Colorado uses subgroup performance in three components of its performance framework: what the state calls growth; growth (or achievement) gaps; and postsecondary- and workforce-readiness. The framework accounts both for growth that English Language Learners make in traditional categories, as well as improvement in their English skills as measured by the Colorado English Language Acquisition Proficiency Assessment (CELApro). The state also disaggregates graduation rates and scores on state math and reading tests by subgroup to determine the degree to which schools are effectively reducing the achievement gap. In total, subgroup performance makes up 37.5 percent in a school’s grade in Colorado. So, while Colorado may not give the same focus to subgroups as they received under NCLB, the state still provides substantial weight to the performance of traditionally high-needs students.

Florida more or less scraps the NCLB subgroup framework and focuses instead on the 25 percent of students showing the least improvement from year to year, as well as students deemed “at-risk.” At-risk students are those who enter high school below grade level based on their eighth grade Florida Comprehensive Assessment Test scores in reading and math. Although in theory this measure likely captures the performance of subgroups, it has the potential to mask the degree to which individual subgroups are struggling or succeeding.

The state uses test outcomes of the lowest-performing 25 percent of students in its measure. But the state further complicates the issue by choosing to focus on the graduation rates of at-risk students instead – a likely overlapping but different population of students. In total, at-risk and low-performing students make up about 18.75 percent of a school’s grade in Florida’s model. But the metric also includes the performance of “acceleration” students, accounting for 18.75 percent of a school’s grade, too. (Acceleration refers to the number of students who took assessments higher than their grade-level and the scores on those tests—the top performers at schools.) By including the performance of accelerated students in a school’s grade and giving it the same weight, the state essentially negates the impact of struggling students on those grades.
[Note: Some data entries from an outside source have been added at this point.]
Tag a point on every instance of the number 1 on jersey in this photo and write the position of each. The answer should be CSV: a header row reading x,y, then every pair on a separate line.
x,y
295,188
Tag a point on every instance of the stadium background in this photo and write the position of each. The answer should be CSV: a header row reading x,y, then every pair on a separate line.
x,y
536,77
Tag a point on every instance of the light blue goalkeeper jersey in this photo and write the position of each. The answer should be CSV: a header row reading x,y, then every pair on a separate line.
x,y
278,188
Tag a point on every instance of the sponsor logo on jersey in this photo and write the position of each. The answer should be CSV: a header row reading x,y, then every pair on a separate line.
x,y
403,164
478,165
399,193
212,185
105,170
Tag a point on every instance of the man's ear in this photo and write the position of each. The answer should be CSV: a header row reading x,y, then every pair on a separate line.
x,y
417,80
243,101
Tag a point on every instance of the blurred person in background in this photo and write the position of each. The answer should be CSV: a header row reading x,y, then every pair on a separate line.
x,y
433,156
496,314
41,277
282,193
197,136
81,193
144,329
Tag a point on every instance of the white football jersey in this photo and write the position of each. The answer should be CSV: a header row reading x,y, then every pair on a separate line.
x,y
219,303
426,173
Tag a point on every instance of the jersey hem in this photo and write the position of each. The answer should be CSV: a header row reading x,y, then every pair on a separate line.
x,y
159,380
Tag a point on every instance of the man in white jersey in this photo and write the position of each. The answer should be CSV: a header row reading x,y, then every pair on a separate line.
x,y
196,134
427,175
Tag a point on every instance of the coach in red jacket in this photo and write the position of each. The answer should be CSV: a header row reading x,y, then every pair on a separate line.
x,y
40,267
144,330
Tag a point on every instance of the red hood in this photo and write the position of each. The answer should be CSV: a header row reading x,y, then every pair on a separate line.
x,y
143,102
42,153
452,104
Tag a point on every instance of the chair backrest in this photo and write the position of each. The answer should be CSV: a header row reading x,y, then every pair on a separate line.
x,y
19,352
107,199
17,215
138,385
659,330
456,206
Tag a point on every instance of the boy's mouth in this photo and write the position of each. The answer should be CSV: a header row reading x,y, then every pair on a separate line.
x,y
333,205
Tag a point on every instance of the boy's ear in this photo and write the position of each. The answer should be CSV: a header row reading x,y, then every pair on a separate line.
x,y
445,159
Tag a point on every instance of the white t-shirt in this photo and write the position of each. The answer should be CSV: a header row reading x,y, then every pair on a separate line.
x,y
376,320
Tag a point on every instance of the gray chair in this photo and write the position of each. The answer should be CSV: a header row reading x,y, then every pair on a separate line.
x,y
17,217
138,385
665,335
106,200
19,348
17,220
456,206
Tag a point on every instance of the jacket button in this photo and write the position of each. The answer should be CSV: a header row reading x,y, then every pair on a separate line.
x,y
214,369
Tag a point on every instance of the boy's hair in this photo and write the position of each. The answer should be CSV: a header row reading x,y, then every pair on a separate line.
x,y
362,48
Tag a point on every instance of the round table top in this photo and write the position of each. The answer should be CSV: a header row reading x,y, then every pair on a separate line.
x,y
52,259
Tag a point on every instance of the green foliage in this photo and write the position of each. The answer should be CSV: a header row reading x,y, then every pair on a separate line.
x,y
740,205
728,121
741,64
Similar to Florida, New Mexico does not include disaggregated subgroup data for student growth or graduation rates. Instead, the state accountability metric separately accounts for the performance on state math and reading tests of the top 75 percent and lowest 25 percent of students. And rather than accounting specifically for the graduation rates of low-performing students, New Mexico includes graduation rates both for students who graduate in four years and those who graduate in five years. In total, low-performing and high-performing students each account for 15 percent of a school’s grade, and five-year graduation rates make up four percent of the grade. New Mexico, too, seems to allow the performance of its top performers to overshadow that of its lowest-performers in its metric.

Why did the Department grant the waivers to these states even though some of them stopped disaggregating subgroups—the explicit goal of NCLB? Certainly, the Department needed to give states a way out of the current system. But did they throw the proverbial accountability “baby” out with the bathwater? Or did the sheer complexity of the state proposals, some over 500 pages, obscure the reality of the new accountability measures by making them appear more rigorous?

It remains to be seen if these new metrics will dramatically change states’ accountability outcomes. However, by allowing states to develop their own accountability systems, the Department likely enabled states to minimize the impact of low-income, limited English proficiency, and minority students on their school accountability measures. This could ultimately give schools an opportunity to ignore the needs of these students, defeating the purpose of federal funds specifically targeted to them.